以前目にしたことのある組体操における事故の分析資料では、高さに関わらず、倒立補助の際に相手児童のかかとが眼球に当たってしまい、深刻な事故になってしまうケースも多いことを知りました。

言うまでもなく、死に至る事故も、障害が残る事故も、決して少なくありません。

http://www.pref.nara.jp/secure/156465/組体操分析資料%EF%BC%88修正版%EF%BC%89.pdf

 

本来、体育祭や運動会も根本とする目的は教育です。

児童の精神面での発達を促すために、鑑賞者からの反応や賞賛を教育の効果として必要とするのであれば分かりますが、目的が鑑賞者を喜ばせることとなり、それにより取り返しのつかない怪我をするようなこととなれば本末転倒です。

一度フラットな頭で、何のために、だれのために、効果がどのようなものか

目的と効果を考え直す時に来ているのではないでしょうか。

 

現状の技の中で選択肢を減らすことにより、見ごたえや達成感が得られなくなるとの考えもありますが、選択肢を、今ある技の中からのみに狭めて考えてはいないでしょうか。

組体操と一言で言っても、バルーン、マスゲーム、チェアダンスやラインダンス、今までにない要素を取り入れるだけで、安全を確保したうえで、新しい、大きな見ごたえは得られるのでは。

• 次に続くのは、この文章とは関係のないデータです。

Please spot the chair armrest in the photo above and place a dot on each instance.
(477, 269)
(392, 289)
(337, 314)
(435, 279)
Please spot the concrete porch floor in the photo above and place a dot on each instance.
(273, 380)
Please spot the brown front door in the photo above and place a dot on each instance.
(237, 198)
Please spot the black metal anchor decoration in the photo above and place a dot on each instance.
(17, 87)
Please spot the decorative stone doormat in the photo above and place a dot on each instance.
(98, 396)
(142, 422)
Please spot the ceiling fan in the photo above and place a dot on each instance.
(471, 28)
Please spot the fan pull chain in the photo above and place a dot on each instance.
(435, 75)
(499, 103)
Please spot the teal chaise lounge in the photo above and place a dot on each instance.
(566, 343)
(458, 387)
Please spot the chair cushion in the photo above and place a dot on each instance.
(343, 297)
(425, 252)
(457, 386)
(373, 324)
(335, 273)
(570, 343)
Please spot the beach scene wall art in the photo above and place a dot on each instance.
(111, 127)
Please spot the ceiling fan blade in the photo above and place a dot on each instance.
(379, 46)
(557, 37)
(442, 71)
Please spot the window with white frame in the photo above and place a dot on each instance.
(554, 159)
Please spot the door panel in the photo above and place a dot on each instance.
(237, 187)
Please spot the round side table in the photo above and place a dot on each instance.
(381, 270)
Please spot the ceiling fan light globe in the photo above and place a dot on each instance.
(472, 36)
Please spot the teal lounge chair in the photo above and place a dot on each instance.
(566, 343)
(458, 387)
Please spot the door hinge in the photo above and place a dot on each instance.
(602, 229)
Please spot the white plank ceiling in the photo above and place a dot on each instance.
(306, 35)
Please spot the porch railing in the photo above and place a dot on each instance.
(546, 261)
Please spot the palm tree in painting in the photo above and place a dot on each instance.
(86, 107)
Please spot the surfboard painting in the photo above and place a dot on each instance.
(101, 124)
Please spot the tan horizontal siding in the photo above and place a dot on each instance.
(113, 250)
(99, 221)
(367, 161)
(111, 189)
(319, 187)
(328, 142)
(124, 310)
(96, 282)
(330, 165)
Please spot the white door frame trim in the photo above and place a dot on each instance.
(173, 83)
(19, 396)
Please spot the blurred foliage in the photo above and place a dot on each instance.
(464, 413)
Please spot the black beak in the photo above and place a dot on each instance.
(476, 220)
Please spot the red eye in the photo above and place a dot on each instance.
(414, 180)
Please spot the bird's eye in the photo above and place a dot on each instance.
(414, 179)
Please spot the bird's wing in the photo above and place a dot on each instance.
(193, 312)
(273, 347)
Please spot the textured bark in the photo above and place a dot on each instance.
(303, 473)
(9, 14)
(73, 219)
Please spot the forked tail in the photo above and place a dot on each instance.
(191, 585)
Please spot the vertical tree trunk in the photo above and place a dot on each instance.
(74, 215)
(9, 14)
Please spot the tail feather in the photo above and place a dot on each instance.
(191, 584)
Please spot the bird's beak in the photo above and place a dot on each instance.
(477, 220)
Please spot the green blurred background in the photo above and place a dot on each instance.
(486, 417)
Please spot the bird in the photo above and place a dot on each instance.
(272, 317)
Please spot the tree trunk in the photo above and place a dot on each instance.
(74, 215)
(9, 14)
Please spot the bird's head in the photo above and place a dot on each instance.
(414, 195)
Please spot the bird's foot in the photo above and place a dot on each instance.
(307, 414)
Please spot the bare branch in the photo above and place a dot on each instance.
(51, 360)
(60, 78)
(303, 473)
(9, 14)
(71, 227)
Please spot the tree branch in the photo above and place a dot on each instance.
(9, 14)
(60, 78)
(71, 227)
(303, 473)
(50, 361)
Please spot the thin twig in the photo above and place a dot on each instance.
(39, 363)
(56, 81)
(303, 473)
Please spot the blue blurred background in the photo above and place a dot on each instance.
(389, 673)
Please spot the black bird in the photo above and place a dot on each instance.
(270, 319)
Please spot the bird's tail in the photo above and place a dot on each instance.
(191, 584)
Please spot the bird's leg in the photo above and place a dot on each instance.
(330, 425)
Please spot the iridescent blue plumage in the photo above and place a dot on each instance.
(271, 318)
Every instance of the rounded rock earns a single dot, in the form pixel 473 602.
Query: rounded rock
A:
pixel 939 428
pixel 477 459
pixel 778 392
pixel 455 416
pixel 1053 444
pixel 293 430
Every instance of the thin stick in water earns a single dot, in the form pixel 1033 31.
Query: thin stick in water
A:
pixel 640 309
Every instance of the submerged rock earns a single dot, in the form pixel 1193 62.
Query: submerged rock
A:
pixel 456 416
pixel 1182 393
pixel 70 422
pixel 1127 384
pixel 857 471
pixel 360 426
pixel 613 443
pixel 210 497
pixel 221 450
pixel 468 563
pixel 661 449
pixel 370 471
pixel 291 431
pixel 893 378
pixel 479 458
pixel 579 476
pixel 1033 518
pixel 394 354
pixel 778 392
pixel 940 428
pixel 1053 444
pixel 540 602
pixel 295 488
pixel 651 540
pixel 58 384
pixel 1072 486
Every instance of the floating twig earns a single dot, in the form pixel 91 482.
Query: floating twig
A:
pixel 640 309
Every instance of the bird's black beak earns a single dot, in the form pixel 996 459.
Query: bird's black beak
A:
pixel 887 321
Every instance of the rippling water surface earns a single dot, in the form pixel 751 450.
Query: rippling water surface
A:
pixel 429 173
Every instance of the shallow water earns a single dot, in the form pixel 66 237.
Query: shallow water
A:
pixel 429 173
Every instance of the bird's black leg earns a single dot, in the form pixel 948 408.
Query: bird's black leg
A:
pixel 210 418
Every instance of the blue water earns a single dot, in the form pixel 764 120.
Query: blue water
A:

授業にもダンスが取り入れられている昨今、現存のやり方に捕らわれることよりも、新しい技を取り入れることで、危険性を下げるとともに児童の発達にも効果的な方法を模索することは可能なはずです。

 

アクティブラーニング(児童本人たちによる実践教育)を行い、ダンスの得意な生徒に振付を考えさせるなど、自分で考える能力の発達を促す機会にすることもできるかもしれません。

今までにない教育、指導の展開も模索してほしい。

 

保護者に向け何よりも言いたいこと。

自分の子どもが、参考資料にあるような状況に置かれたらどうか、考えてみませんか。

骨折する危険性、半身不随になる危険性、亡くなる危険性のあることと達成感や見ごたえ、見る側の楽しさやいわゆる「感動」を秤にかけたとき、どちらを選ぶでしょうか。

自分の子どものこととして考えてみませんか。